– Что ж, Томас, – говорит кардинал, хлопая его по плечу, – все, что у меня есть, я получил от короля. Его величеству угодно было дать мне Йоркский дворец, теперь угодно забрать. Наверняка у нас есть другие дома, другие места, где приклонить голову. Здесь не Патни. И я запрещаю вам кого-либо бить.
Вулси с улыбкой прижимает ему руки к бокам, мол, не смейте их распускать. Пальцы у кардинала дрожат.
Подходит казначей Гаскойн, говорит:
– Я слышал, ваша милость отправится прямиком в Тауэр.
– Вот как? – спрашивает он. – И кто же вам сказал?
– Сэр Уильям Гаскойн, – с растяжкой произносит кардинал, – за что, по-вашему, король должен отправить меня в Тауэр?
– Очень в вашем духе, – обращается он к Гаскойну, – повторять досужие сплетни. Так-то вы поддерживаете его милость? Никто не отправляется в Тауэр. Мы едем… – все, затаив дыхание, ждут, пока он придумывает на ходу, – в Ишер. А ваше дело, – он, не сдержавшись, легонько толкает Гаскойна в грудь, – приглядывать за чужаками и следить, чтобы все, взятое отсюда, попало по назначению, потому что иначе вы сами попроситесь в Тауэр – спрятаться от меня!
Какие-то звуки, по большей части из дальнего конца комнаты, – что-то вроде приглушенного «браво». Трудно побороть впечатление, что разыгрывается спектакль под названием «Кардинал и его служители». Трагедия.

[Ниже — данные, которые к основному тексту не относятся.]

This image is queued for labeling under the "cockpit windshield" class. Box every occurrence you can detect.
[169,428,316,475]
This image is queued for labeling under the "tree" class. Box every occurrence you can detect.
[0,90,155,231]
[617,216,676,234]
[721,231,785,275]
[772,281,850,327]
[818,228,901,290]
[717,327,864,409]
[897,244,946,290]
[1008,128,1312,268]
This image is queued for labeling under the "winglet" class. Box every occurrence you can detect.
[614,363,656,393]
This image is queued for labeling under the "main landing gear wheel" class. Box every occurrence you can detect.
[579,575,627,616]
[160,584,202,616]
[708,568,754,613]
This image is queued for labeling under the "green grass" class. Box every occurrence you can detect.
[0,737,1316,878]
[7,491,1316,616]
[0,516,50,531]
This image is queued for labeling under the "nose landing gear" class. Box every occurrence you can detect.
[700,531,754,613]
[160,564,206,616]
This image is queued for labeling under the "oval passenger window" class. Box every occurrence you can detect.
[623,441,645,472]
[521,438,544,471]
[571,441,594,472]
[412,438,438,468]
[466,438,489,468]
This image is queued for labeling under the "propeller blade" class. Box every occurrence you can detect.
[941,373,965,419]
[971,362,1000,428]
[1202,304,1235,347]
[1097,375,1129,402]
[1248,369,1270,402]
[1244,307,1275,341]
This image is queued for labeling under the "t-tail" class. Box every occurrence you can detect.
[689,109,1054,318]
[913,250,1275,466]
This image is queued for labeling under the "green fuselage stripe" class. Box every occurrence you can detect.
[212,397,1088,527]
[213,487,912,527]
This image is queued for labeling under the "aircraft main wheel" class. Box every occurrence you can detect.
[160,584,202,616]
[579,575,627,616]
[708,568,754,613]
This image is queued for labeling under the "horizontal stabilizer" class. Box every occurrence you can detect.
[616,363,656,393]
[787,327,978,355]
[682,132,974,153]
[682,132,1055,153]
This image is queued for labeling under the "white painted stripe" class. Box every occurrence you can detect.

Кавендиш, потный, взволнованный, тянет его за рукав:
– Но, мастер Кромвель, дом в Ишере пуст, у нас нет ни котла, ни ножа, ни вертела, где милорд кардинал будет спать, перины наверняка не просушены, нет белья, нет дров, нет… И как мы туда доберемся?
– Сэр Уильям, – обращается кардинал к Гаскойну, – не обижайтесь на мастера Кромвеля, который сейчас высказался чересчур резко, но примите его слова. Поскольку все, что у меня есть, даровано королем, все следует вернуть в целости и сохранности.
Губы у кардинала дрожат. Вчера, поддразнивая герцогов, его милость улыбнулся впервые за последний месяц.
– Томас, – произносит Вулси, – я годами отучал вас так разговаривать.
Кавендиш говорит ему, Кромвелю:
– Барку милорда кардинала еще не забрали. И лошадей.
– Вот как? – Он кладет руку Кавендишу на плечо. – Значит, отправляемся вверх по реке, сколько нас поместится на барке. Лошади пусть ждут в… в Патни, а потом мы… что-нибудь одолжим. Ну же, Джордж Кавендиш, проявите изобретательность, в прошлые годы мы с вами совершали дела посложнее, чем переезд в Ишер.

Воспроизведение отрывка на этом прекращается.